Reviewing and cleaning the dataset entails correcting the history of declarations, identifying some snapshots to skip, and extracting new versions from the snapshots based on this information. In the end, the whole versions history will be rewritten and overwritten. The declarations will be completed. All the original snapshots are left unchanged and the previous state of the versions is still available, allowing auditability.

Process

  • Iterate on every service
  • Iterate on every document type
  • Iterate on every snapshot
  • Extract version
    • This will automatically erase refilters. Indeed, refilters are only historical artifacts: they correct a version that should not have been recorded as it was in the first place.
  • If the version cannot be generated:
    • If the snapshot is unexploitable, skip it. A snapshot is unexploitable if it does not contain the tracked document. We have encountered so far:
      • Empty content
      • Botwall
      • Loginwall
      • Cookiewall
      • Server error
      • Exception: if the provider is in a certain manner unable to provide the document to its expected audience, and not only to Open Terms Archive, this should be tracked (e.g. undergoing maintenance)
    • If the snapshot is exploitable, correct declaration. Potential reasons are:
      • Some selector is wrong. Usually, that means the history date for applying that selector is wrong (otherwise the declaration was wrong from the beginning). Take the fetchDate of the last snapshot that does not fail to generate a version as validUntil
  • If the generated version markup differs significantly, remove changes that do not reflect a change in the document content itself.
    • We have encountered so far:
      • Switching list styles (ordered to unordered list)

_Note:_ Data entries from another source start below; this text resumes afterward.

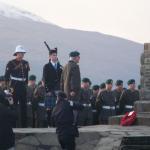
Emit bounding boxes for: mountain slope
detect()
[0,3,143,84]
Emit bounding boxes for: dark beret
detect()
[69,51,80,57]
[29,75,36,81]
[49,48,57,55]
[92,85,99,90]
[57,91,67,99]
[127,79,135,85]
[116,80,123,86]
[0,76,5,81]
[82,78,92,85]
[99,83,106,89]
[106,79,113,84]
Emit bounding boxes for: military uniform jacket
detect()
[5,59,30,87]
[61,61,81,100]
[113,89,124,115]
[96,90,116,120]
[52,100,84,136]
[119,89,140,114]
[80,88,92,104]
[43,62,62,92]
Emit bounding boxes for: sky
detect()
[0,0,150,43]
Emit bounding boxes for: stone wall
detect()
[14,125,150,150]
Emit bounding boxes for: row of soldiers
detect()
[0,45,139,127]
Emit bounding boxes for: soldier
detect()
[27,75,37,127]
[78,78,93,126]
[0,91,17,150]
[119,79,139,114]
[61,51,81,100]
[27,75,37,103]
[5,45,30,127]
[90,85,99,125]
[0,76,6,91]
[43,48,62,126]
[113,80,124,115]
[52,92,84,150]
[96,79,116,124]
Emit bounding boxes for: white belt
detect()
[10,76,26,81]
[125,105,133,109]
[102,106,115,110]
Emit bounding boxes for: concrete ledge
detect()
[134,100,150,113]
[14,125,150,150]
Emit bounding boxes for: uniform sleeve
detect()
[42,65,49,92]
[26,62,30,84]
[60,71,64,91]
[70,66,80,92]
[5,62,12,83]
[119,92,126,114]
[95,92,103,112]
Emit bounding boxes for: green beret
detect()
[92,85,99,90]
[116,80,123,86]
[127,79,135,85]
[99,83,106,89]
[29,75,36,81]
[106,79,113,84]
[69,51,80,57]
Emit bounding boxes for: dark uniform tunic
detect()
[96,90,116,124]
[43,62,62,126]
[5,59,30,127]
[113,89,124,115]
[43,62,62,92]
[52,100,83,150]
[90,95,99,125]
[119,89,140,114]
[78,89,93,126]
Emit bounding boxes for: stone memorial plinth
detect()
[109,43,150,126]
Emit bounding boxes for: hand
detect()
[70,91,76,97]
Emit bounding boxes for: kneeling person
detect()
[52,92,83,150]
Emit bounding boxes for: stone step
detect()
[109,113,150,126]
[134,100,150,113]
[119,136,150,150]
[119,145,150,150]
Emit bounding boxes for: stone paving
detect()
[14,125,150,150]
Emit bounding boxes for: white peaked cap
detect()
[14,45,26,56]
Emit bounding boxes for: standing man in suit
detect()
[43,48,62,126]
[61,51,81,101]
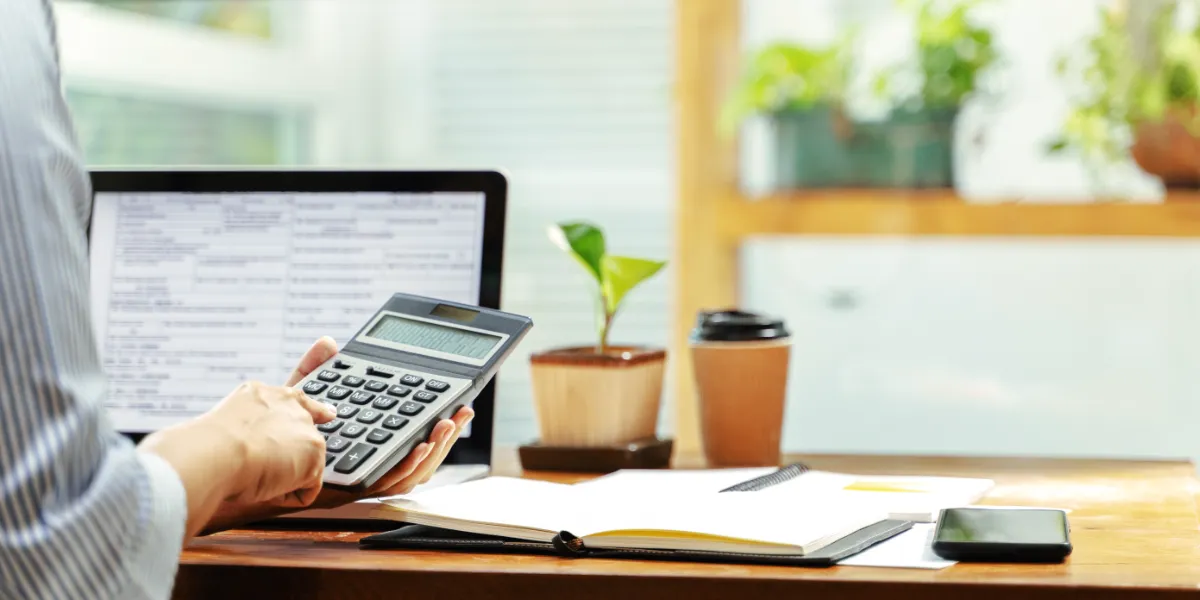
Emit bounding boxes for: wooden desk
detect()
[176,454,1200,600]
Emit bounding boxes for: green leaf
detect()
[548,222,605,284]
[600,256,666,314]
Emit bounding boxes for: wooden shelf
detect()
[714,190,1200,244]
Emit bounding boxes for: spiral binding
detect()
[721,462,811,492]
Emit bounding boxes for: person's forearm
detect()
[138,418,245,544]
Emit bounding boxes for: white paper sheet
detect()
[838,523,955,569]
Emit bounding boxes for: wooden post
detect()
[671,0,742,454]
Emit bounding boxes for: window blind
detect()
[427,0,673,444]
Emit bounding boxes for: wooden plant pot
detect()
[1129,110,1200,188]
[530,347,666,448]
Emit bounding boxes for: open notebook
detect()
[576,464,995,523]
[362,476,912,564]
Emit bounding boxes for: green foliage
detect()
[548,221,666,354]
[720,0,1000,133]
[1046,1,1200,169]
[720,31,856,132]
[875,0,1000,109]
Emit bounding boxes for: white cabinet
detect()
[740,238,1200,457]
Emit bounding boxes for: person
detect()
[0,0,472,599]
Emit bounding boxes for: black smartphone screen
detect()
[936,509,1069,545]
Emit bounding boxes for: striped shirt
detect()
[0,0,187,600]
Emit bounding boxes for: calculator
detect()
[296,294,533,491]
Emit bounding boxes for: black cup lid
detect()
[691,310,791,342]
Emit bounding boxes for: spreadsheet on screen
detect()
[90,192,485,432]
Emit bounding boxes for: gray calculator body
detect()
[296,294,533,491]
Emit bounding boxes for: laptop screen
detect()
[90,192,485,433]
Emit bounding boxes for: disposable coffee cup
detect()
[690,311,792,467]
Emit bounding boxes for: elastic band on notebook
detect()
[721,463,811,492]
[552,532,588,558]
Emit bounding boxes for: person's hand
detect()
[287,337,475,508]
[205,337,475,532]
[198,382,336,506]
[138,350,335,538]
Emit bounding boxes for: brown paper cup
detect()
[691,337,792,467]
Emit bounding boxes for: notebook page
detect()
[382,476,575,533]
[568,493,887,547]
[575,467,776,496]
[756,470,994,521]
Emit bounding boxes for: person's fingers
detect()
[419,406,475,485]
[412,419,457,486]
[292,388,337,425]
[284,336,337,388]
[367,442,433,496]
[421,420,462,484]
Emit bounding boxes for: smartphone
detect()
[932,508,1072,563]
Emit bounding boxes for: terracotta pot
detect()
[1129,109,1200,188]
[529,347,667,446]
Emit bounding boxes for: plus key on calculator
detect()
[296,294,533,491]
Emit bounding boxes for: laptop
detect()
[88,169,508,520]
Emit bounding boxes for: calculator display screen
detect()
[367,314,503,359]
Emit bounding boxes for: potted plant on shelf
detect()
[719,35,853,187]
[866,0,1000,187]
[530,222,666,446]
[720,0,998,188]
[1048,1,1200,192]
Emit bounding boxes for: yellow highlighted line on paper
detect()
[846,481,929,493]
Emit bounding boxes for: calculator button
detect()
[383,415,408,431]
[342,425,367,438]
[359,409,383,422]
[367,430,391,444]
[396,402,425,416]
[334,444,374,473]
[325,438,350,452]
[350,391,374,406]
[367,367,392,379]
[371,396,400,410]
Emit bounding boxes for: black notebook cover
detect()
[359,464,913,566]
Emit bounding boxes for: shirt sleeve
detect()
[0,0,187,599]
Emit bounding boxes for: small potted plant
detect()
[1048,1,1200,196]
[530,222,666,448]
[863,0,1000,187]
[719,35,853,188]
[720,0,1000,188]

      • Switching between mobile and desktop pages
      • Switching between geographic region-optimised layouts
      • Switching between languages (934bddb9cdf40e7c53b5c43d0db3dc393e2a2eb4)
      • Switching between different browser-optimised layouts
      • Note: these should happen less and less as:
        • The Core is optimised to minimise such changes (single user agent)
        • Deployment is optimised to minimise such changes (single well-known IP)
        • Operations are optimised to minimise such changes (single process instead of parallel, decreasing the number of requests)
    • Known tactics, by order of preference:
      1. Declare both layouts in the same declaration
        • By using mutually exclusive selectors where each is applicable only in one case, yet the combination covers all cases
      2. Unify markup with filters (e.g. unwrap final destination URL of a link from a query parameter, replace some tags by others…)
      3. Skip the snapshot entirely (e.g. alternating between mobile and desktop pages). Choosing which ones to skip in the alternative is done with the following constraints:
        1. Maximise version quality (more markup, better readability)
        2. Maximise frequency (at least one version a day)
        3. Minimise changes to declaration
        4. Minimise declaration complexity
  • Review versions and apply some sanity checks
    • Add filters